Reading 1: Commission on Growth and Development. (2008). The Growth Report: Strategies for sustained growth and inclusive development. Washington D.C.: World Bank.
Reading 2: Kelsall, T. (2014). Authoritarianism, democracy and development. DLP state of the art paper 3. Birmingham, UK: Developmental Leadership Programme (DLP), University of Birmingham.
Reading 3: Rodrik, D. (2008). Second best institutions. American Economic Review 98 (2), 100-104.
Reading 4: Hallward-Driemeier, M. and Pritchett, L. (2015). How business is done in the developing world: Deals versus rules. Journal of Economic Perspectives 29 (3), 121-140.
Reading 5: Fukuyama, F. and Levy, B. (2010). Development strategies: Integrating governance and growth. World Bank policy research working paper 5196. Washington D.C.: World Bank.
Reading 6: Sen, K. (2012). The political dynamics of economic growth. ESID working paper 5. Manchester, UK: IDPM, University of Manchester.

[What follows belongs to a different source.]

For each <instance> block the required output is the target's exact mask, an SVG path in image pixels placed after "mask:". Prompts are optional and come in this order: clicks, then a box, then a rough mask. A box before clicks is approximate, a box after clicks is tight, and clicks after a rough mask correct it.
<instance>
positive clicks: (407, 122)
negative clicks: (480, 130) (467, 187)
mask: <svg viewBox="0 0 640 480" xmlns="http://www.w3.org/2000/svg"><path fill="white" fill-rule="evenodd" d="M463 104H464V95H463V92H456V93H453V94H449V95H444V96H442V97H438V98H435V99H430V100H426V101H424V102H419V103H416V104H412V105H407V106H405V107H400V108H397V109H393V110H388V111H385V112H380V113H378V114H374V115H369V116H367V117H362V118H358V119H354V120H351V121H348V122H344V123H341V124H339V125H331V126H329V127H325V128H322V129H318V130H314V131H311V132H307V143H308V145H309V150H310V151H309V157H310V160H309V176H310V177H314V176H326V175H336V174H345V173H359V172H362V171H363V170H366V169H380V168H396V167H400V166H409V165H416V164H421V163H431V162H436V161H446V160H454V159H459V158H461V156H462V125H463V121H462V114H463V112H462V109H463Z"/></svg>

Questions to guide reading
- Under what conditions do capable, credible and committed states that can bring about economic growth arise?
- Is strong political leadership with a long planning horizon more likely to occur in single-party political systems than in multi-party political systems?
- Are best practice governance and regulatory reforms necessary for economic growth?
- What should take precedence in maintaining economic growth – building state capacity or fostering democratic accountability?
- Under what circumstances can informal deal-making between political elites and economic actors be growth enhancing?
- What is the quality of the evidence on whether democratisation leads to faster economic growth?